That's good news for London; pushing for more aid for Africa and working hard to meet its Kyoto goals have clearly paid off internationally, if not at home. But the finding also represents an opportunity for other officials, should they follow Brown's lead. The prime minister's global standing suggests a keen worldwide appetite for a politician who will act on the range of present dangers. As Daalder puts it, there's a "yearning for new leadership" to help the planet through its multiple messes. Anyone who takes up the mantle is likely to be rewarded.
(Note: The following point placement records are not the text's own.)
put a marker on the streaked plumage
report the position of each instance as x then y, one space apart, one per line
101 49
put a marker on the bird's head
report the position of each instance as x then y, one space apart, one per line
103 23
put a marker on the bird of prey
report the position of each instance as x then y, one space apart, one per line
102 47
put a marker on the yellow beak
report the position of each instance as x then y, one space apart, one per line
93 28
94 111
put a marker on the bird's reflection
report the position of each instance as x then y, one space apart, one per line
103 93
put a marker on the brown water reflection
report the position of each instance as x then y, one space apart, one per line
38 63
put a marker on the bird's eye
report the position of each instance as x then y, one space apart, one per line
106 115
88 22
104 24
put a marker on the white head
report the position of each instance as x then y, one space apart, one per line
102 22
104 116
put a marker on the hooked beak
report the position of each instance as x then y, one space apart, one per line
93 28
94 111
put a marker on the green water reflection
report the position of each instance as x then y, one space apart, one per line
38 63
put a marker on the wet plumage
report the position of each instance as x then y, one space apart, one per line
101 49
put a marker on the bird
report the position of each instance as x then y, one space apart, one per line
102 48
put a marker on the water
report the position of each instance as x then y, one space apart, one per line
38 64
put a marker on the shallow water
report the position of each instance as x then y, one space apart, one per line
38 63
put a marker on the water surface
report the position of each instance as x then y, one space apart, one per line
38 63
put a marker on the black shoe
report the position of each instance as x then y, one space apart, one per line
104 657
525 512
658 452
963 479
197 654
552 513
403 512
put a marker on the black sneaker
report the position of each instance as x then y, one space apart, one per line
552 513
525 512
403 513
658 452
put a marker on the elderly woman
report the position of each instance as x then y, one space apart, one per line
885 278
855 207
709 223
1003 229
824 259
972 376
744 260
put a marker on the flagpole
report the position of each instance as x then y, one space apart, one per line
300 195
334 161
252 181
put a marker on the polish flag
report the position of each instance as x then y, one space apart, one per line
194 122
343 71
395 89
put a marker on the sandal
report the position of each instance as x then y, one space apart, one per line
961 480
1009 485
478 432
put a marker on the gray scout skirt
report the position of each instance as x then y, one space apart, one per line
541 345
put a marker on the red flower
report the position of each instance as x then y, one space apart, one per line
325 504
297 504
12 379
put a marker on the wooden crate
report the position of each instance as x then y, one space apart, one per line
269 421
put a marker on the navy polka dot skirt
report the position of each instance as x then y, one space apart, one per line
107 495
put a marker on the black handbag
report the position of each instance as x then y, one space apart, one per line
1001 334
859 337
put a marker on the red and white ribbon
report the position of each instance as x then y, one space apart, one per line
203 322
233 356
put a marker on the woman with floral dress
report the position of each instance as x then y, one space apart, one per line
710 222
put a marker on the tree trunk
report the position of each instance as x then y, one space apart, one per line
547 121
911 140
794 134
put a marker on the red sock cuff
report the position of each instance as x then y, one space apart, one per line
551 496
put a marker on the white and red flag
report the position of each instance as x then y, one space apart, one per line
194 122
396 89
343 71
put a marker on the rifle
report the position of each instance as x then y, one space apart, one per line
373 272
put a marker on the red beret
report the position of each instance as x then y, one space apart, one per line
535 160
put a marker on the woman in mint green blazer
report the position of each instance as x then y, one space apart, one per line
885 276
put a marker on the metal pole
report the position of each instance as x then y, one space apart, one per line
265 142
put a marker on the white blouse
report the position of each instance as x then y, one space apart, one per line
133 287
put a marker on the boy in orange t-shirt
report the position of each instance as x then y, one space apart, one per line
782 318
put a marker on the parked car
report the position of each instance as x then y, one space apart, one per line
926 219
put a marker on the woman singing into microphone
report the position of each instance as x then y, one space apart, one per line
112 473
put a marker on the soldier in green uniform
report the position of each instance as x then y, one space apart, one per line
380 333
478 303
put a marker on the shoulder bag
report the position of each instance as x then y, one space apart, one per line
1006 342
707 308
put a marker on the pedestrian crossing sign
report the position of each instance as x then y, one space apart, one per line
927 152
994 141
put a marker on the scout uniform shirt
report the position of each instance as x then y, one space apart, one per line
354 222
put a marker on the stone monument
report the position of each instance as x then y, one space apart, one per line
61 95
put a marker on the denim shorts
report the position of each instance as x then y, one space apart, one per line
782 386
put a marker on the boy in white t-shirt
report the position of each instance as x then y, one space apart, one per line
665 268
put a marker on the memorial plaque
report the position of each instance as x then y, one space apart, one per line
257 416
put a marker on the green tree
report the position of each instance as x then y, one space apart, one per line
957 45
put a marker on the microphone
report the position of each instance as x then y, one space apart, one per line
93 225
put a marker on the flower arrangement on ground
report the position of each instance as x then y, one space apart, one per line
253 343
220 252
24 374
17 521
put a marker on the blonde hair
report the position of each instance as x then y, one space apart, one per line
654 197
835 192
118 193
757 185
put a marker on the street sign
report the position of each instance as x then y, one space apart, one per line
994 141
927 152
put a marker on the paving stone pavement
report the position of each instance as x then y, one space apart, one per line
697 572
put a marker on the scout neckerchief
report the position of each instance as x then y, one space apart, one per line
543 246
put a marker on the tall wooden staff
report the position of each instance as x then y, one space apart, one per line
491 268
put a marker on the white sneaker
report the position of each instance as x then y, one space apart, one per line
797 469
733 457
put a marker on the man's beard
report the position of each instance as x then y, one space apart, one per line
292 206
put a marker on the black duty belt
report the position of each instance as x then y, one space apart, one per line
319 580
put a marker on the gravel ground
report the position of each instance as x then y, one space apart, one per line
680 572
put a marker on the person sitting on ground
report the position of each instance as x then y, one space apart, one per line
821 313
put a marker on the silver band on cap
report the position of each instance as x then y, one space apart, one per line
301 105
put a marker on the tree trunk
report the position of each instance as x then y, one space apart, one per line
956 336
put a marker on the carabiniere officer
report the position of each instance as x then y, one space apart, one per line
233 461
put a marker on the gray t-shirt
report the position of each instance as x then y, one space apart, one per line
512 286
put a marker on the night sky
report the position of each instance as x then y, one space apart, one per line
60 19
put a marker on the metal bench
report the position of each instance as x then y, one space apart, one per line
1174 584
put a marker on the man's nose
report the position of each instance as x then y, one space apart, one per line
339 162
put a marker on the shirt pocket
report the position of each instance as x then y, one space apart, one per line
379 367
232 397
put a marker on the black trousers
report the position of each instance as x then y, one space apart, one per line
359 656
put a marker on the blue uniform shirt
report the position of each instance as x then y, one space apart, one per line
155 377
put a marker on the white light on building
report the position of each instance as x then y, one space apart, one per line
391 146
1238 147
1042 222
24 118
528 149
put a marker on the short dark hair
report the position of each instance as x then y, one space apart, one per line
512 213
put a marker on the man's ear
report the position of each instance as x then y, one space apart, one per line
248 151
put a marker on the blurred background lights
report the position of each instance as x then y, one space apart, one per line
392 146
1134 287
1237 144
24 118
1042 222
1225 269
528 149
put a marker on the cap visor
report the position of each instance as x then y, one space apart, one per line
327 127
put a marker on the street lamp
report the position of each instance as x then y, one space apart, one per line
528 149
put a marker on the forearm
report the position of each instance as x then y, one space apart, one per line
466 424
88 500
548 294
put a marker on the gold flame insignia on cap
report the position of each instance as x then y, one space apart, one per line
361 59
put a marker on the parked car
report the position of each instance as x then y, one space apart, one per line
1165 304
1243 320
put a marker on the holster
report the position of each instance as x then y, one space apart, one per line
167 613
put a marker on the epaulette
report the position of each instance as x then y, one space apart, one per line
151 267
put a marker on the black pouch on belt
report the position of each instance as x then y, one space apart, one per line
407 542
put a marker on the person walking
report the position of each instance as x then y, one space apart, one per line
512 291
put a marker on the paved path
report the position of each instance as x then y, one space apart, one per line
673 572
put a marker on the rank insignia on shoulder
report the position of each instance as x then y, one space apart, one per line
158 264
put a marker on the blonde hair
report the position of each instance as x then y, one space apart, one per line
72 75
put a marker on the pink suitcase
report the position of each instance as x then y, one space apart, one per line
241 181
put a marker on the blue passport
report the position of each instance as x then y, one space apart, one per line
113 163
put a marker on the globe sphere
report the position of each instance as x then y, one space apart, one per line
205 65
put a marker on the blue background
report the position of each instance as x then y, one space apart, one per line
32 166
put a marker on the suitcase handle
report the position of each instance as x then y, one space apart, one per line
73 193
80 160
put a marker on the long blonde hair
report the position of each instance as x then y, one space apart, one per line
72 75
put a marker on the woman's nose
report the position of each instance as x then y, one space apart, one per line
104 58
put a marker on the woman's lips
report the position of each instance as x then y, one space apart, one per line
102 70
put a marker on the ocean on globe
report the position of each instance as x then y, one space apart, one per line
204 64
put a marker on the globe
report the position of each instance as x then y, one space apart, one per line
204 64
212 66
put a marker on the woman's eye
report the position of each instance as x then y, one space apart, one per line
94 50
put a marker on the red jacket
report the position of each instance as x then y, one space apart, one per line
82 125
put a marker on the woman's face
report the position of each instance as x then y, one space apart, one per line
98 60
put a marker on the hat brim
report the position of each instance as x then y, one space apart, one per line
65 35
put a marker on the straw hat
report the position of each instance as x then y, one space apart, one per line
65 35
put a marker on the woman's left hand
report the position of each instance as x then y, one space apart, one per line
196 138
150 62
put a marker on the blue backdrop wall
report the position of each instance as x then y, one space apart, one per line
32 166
Especially if he's American. The fact that all top officials were rated so poorly suggests that the old job of leader of the free world—or, at least, its most popular, inspiring or trusted head of state—remains wide open. Despite its recent decline, only one nation has a plausible shot at filling that bill. Kull says that while Bush has bungled the job, "no other leader has stepped into the breach. No one generates confidence from the world. If an American steps in and says, 'I'm going to play by the old rules; here's an agenda for how we can work together,' that will be attractive everywhere." Nothing's guaranteed, of course, and digging the United States out its hole won't be easy. But the right person with the right message—say, a certain young senator who preaches a gospel of hope, or his colleague from Arizona, who's promised to take on "restore the world's faith" in the United States and its principles by working closely with U.S. allies—may find a surprisingly attentive audience.